For years, North Americans have waged a war on fat in our food. Guided by government recommendations, media stories and popular diets, we've been conscientiously watching our fat consumption. A low-fat diet, we have been told, is the cornerstone to a healthy heart and body.

As a result, since the mid-1980s the words "low fat" and "fat free" began to appear on just about every food product imaginable. An entire industry developed around producing low-fat snack foods, and consumers have gobbled them up in the hope of losing weight and improving health.

At the same time, more men and women have been dragging themselves to the gym to burn off extra fat, while others have turned to surgery and drugs in attempts to lose weight and appear younger and healthier. It's a booming business.

Just last week, researchers writing in the journal Science reported that they've bred mice with a gene removed, a procedure that appears to inhibit the accumulation of body fat. The researchers say they hope to produce a drug that would suppress the gene in humans, enabling people to eat more without gaining weight.

Obesity is indeed a huge problem in North America. It shortens lives, increases the likelihood of illnesses such as diabetes and heart disease, and creates a terrible burden on health care -- an annual price tag of $110 billion in the United States alone, according to the Harvard School of Public Health.

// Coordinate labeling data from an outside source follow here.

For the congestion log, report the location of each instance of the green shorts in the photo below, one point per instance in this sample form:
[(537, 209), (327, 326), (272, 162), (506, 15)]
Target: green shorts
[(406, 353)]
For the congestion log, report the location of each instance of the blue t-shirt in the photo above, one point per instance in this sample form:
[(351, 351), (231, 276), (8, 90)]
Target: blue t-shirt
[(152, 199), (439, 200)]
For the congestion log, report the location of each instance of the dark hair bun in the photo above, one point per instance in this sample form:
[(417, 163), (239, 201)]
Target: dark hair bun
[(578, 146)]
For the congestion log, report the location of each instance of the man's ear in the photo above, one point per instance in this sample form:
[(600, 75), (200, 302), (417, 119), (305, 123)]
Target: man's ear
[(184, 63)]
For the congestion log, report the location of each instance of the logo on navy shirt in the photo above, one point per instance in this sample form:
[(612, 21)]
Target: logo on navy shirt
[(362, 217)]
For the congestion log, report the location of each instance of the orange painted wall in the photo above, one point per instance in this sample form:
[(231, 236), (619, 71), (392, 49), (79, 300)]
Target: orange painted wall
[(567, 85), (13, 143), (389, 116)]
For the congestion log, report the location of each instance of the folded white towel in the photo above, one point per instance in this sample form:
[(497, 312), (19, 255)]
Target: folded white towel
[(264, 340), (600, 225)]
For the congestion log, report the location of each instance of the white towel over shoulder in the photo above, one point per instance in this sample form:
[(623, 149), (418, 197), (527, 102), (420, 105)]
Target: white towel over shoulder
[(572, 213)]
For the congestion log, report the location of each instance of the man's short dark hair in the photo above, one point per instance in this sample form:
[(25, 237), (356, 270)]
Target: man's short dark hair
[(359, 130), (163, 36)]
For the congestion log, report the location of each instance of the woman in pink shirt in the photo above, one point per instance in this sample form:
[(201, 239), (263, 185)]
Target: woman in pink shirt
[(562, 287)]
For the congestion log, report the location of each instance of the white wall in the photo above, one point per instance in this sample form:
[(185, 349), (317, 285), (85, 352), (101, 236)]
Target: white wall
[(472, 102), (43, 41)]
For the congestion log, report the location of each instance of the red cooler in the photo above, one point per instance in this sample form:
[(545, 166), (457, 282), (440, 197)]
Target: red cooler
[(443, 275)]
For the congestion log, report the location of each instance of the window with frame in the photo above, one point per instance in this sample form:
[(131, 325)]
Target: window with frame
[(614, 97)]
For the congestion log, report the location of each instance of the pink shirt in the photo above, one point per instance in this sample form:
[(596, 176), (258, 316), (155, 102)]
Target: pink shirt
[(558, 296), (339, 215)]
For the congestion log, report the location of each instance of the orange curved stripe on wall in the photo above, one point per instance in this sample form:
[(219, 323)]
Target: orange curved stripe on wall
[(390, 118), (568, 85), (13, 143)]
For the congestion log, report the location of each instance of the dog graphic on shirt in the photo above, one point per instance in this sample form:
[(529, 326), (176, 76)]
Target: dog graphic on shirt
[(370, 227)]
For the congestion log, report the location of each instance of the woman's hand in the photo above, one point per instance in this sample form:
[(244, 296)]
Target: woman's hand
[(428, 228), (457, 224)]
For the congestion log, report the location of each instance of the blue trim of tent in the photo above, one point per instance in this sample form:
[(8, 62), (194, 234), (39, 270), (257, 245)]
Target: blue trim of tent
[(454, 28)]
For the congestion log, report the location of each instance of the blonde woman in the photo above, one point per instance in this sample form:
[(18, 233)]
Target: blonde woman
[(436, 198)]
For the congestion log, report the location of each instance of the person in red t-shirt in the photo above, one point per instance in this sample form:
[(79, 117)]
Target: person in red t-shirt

On the surface, it appears we're winning the war on fat. Dietary fat consumption has actually dropped from more than 40 percent of our total calories 30 years ago to 34 percent today.

So why aren't we getting thinner? Obesity rates in the United States remained relatively constant between 1960 and 1980. But since then, as dietary fat consumption has decreased, obesity rates have jumped from 14 percent to more than 22 percent.

Today, more than half of all Americans are now considered overweight, and Canadians aren't far behind. Meanwhile, the incidence of heart disease, which a low-fat diet was originally thought to reduce, has yet to drop.

In fact, according to an article in last week's Science, there is actually very little scientific basis for our demonization of dietary fat. Decades of research and hundreds of millions of dollars have failed to prove that eating less fat will make us live longer. Recent data on heart disease trends in Europe suggest that eating fresh vegetables year-round is more important to health than is the amount of fat we eat. Even saturated fat, often regarded as the worst culprit in heart disease, has beneficial and negative health effects.

One of the reasons why our reduced fat diets are not reducing obesity is that we haven't been eating less overall, just less fat. Instead, we've switched to highly processed, carbohydrate-rich foods which could actually be making things worse because they can induce a hormonal change that stimulates hunger and promotes overeating.

A sedentary lifestyle punctuated by weekly workouts at the gym may not be the best way to reduce obesity either. A study published last week in the journal Nature found that the best way to increase metabolic rate (the rate at which our bodies burn calories) is through frequent, moderate levels of exercise such as walking, rather than less frequent bouts of intense exercise.

Oh, and those genetically engineered, gluttonous mice? Although they appear normal, researchers caution that they also run a consistently higher body temperature, which may not be healthy for them in the long term. In other words, there appears to be no quick fix to our weight woes. And there doesn't appear to be a clear-cut villain, either.